While reading “Remote”, I accidentally found this TEDx talk by one of the authors, Jason Fried. Somehow I’d missed this when it first came out in 2010, so stopped to watch it. I’ve now watched this a few times in a row, found it just as relevant today as it was 4-5 years ago, so am writing this blogpost.
The main highlights for me were:
1) work, like sleep, needs solid uninterrupted time. However, most offices are designed to enable interrupts. Open plan layouts. Phones. Casual walk-by interrupts from managers asking for status. Unneeded meetings. They are not designed for uninterrupted focus time. No-one would intentionally plan to have frequently-interrupted-sleep every night and consider it “good”, so why set up our work environments like this?
2) Many people go into the office for the day, attempting to get a few hours uninterrupted work done, only to spend time reacting to interrupts all day, and then lament at the end of the day that “they didn’t get anything done”! Been there, lived through that. As a manager, he extols people to try things like “no-talking-Thursdays”, just to see if people can actually be more productive.
3) The “where do you go when you really want to get work done” part of his presentation nailed it for me. He’s been asking people this question for years, and the answers tend to fall into three categories:
- place: “the kitchen”, “the spare room”, “the coffee shop”, …
- moving object: plane, train, car… the commute
- time: “somewhere really early or really late at night or on the weekend”
… and he noted that no-one said “the office during office hours”!! The common theme is that people use locations where they can focus, knowing they will not get interrupted. When I need to focus, I know this is true for me also.
All of which leads to his premise that organizing how people work together, with most communication done in a less interruptive way is really important for productivity. Anyone who has been at one of my remoties sessions knows I strongly believe this is true – especially for remoties! He also asked why businesses spend so much money on these counter-productive offices.
Aside: I found his “Facebook and twitter are the modern day smoke breaks” comment quite funny! Maybe thats just my sense of humor. Overall, its a short 15min talk, so instead of your next “facebook/twitter/smokebreak”, grab a coffee and watch this. You’ll be glad you did.
3 thoughts on ““why work doesnt happen at work” by Jason Fried on TEDx”

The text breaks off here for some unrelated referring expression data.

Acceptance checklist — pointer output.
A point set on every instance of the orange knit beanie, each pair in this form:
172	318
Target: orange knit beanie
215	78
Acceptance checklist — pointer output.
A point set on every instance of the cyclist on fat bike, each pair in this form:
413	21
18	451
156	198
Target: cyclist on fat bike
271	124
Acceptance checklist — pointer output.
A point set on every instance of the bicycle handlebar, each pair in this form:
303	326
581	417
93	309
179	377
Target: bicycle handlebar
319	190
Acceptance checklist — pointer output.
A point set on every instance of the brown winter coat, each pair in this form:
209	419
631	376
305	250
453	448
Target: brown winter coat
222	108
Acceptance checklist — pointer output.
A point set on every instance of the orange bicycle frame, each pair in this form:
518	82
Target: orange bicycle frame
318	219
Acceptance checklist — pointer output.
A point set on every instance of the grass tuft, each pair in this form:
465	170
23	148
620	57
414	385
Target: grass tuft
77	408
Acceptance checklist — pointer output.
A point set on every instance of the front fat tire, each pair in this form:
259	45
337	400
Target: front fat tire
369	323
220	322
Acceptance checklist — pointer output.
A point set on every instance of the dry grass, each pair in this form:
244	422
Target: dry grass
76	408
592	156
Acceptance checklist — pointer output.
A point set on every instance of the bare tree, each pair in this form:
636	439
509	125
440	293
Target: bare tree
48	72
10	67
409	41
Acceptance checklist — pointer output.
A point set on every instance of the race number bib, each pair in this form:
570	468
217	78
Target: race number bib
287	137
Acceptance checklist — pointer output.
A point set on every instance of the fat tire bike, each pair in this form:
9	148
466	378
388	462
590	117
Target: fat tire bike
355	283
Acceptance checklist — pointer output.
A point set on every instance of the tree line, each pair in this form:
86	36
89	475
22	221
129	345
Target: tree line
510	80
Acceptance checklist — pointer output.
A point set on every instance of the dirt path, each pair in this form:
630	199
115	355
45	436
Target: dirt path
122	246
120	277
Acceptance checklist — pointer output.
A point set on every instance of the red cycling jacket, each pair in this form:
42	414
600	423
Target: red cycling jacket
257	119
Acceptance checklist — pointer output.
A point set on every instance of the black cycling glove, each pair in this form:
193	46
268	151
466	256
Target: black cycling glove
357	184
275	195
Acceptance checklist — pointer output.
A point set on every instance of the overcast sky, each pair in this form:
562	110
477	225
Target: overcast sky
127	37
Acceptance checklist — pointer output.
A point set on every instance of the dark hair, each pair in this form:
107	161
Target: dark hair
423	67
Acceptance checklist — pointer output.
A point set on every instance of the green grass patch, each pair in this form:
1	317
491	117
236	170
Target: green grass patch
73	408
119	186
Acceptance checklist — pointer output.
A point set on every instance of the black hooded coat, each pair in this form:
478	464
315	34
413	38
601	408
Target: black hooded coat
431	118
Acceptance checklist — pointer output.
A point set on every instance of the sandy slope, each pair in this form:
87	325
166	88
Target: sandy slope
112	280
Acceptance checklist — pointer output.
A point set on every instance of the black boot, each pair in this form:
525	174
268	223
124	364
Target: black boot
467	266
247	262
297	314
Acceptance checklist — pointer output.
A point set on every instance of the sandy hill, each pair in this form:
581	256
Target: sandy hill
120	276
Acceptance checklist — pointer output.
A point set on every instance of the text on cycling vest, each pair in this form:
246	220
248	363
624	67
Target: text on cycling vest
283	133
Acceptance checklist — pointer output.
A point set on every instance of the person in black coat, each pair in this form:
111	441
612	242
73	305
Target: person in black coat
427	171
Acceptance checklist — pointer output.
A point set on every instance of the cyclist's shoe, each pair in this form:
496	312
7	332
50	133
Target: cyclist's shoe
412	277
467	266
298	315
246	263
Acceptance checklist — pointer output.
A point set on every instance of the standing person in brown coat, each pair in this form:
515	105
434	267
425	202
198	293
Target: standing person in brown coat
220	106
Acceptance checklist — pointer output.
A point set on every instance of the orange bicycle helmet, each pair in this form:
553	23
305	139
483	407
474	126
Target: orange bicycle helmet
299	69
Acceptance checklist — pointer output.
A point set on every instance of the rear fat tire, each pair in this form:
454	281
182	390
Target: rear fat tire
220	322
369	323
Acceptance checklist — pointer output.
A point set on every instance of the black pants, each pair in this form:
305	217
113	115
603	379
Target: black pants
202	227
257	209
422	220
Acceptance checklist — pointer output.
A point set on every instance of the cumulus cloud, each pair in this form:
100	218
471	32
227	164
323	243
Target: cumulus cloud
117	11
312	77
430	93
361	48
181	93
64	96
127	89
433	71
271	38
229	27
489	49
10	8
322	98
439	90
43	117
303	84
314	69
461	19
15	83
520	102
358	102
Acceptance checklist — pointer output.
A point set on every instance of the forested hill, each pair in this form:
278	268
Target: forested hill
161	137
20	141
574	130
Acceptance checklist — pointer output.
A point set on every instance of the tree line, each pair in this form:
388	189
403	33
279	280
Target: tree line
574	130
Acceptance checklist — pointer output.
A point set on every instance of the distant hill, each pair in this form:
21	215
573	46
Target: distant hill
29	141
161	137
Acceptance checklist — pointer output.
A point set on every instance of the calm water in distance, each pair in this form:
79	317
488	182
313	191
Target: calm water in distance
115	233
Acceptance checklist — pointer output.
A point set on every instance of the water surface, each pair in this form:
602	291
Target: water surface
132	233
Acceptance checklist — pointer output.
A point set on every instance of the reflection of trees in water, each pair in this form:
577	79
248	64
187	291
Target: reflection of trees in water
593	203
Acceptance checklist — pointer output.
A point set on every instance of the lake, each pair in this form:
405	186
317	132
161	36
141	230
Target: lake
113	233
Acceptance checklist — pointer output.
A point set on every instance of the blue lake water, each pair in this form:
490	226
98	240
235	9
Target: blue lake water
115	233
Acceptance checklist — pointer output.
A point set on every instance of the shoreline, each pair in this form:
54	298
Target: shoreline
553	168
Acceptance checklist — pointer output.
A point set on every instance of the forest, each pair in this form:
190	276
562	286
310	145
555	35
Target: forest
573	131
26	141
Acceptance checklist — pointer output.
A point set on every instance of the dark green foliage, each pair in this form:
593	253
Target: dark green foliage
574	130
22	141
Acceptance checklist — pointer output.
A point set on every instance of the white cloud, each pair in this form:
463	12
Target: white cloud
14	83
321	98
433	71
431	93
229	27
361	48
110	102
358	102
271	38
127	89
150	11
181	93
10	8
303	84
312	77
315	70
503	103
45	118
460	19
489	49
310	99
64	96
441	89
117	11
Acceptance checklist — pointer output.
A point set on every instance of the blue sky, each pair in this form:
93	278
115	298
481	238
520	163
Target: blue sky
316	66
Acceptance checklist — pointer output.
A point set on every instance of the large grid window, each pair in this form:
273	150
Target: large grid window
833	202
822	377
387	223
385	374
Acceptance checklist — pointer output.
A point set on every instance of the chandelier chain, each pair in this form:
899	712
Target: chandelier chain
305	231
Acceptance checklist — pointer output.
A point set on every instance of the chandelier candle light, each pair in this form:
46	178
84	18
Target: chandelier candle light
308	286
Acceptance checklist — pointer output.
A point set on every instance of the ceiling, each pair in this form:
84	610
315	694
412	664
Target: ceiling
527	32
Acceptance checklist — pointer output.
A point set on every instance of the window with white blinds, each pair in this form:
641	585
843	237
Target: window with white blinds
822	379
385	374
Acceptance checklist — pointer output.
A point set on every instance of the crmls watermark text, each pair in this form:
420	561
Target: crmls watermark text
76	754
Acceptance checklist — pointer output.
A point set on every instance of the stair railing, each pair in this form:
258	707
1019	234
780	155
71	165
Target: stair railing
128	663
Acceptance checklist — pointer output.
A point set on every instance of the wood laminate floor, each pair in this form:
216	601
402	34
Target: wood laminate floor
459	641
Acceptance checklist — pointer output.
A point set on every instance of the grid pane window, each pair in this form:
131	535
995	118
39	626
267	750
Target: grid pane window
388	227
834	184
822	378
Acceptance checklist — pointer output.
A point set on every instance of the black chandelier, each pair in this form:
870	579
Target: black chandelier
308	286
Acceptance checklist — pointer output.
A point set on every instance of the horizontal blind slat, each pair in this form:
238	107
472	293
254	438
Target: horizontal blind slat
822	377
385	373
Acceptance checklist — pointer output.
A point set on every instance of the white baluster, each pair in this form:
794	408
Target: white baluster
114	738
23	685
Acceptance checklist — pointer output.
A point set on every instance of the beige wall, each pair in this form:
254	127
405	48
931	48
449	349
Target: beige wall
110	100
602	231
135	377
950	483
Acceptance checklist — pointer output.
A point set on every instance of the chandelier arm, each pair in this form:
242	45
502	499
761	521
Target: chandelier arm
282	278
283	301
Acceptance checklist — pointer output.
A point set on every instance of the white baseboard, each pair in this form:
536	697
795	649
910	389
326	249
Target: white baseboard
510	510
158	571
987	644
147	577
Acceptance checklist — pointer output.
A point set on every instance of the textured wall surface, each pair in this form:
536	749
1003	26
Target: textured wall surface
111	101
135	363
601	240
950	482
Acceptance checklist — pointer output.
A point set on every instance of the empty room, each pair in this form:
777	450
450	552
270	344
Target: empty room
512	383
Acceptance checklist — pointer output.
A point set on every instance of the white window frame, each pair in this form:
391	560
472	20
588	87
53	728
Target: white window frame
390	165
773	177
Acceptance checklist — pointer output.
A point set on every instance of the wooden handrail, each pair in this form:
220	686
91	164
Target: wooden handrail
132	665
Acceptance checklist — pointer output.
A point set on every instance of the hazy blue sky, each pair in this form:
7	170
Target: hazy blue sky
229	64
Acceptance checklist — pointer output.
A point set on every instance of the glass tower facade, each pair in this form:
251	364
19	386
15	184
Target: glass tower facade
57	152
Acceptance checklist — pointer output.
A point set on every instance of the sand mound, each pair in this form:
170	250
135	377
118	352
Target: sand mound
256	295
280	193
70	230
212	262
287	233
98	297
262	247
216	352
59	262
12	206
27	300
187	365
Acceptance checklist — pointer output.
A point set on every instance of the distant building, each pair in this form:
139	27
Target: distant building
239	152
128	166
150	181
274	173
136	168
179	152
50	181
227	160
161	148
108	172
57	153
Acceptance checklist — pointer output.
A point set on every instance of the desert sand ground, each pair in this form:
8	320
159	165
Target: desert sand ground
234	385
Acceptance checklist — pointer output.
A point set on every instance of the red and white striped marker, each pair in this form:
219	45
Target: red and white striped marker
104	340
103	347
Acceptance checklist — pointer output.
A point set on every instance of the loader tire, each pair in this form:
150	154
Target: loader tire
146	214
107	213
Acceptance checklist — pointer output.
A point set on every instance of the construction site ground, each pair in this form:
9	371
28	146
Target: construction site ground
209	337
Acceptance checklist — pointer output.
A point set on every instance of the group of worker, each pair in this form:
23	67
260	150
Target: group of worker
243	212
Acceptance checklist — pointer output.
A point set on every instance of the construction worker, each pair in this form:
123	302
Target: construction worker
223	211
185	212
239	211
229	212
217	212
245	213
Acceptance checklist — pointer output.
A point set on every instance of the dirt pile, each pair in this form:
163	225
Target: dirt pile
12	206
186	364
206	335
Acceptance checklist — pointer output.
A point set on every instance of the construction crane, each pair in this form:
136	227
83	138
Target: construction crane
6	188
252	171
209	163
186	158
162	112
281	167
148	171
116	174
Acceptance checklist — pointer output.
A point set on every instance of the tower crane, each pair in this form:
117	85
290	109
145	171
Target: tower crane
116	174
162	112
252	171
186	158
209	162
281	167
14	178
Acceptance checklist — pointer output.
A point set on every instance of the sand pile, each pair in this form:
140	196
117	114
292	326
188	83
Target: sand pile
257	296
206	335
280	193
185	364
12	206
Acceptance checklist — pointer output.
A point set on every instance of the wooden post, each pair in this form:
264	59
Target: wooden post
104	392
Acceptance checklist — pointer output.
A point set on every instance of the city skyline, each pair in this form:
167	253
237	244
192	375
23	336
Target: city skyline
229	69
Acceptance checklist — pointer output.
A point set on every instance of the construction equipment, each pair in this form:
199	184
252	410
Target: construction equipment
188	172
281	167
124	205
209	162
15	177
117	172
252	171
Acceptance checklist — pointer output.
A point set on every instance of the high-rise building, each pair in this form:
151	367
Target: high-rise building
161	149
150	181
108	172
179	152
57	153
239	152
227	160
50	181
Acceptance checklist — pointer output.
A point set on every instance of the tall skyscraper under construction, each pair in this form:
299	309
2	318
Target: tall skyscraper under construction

I don’t know. I get what you’re saying, but while uninterrupted focus is good for productivity, it’s not the only thing that’s important.
I work in an open-plan environment, and I’d hate to not do so – an important part of my job is simply knowing what’s going on around the office, hearing the conversations, knowing that XYZ is working on ABC. True, I’d get more work done working without distractions – but then, I’d also be spending more time duplicating work done by other people, not knowing that they’d spent several days on a similar problem two weeks earlier, or that they’d been playing with some new library or framework that I might find useful.
In short, I think that while an open-plan office (and more generally, a disruption-filled environment) can be bad for individual productivity, a lot of that is balanced by gains in collective productivity… that what you call distractions, I regard as valuable communication… awareness of when I can assist others, and others can assist me. You don’t get that sitting in a room behind a closed door.
This site shows a “403 forbidden” error when i try to open it normally.
If i use a US based proxy, I can open the site.
Is there some sort of geographic ban? (Im from india)
I’m not aware of any geographic ban, on either my oduinn.com site, or on the linked video on ted.com. If you are hitting problems accessing my oduinn.com site, let me know your IP address and approx times of connection and I’ll do some investigating here.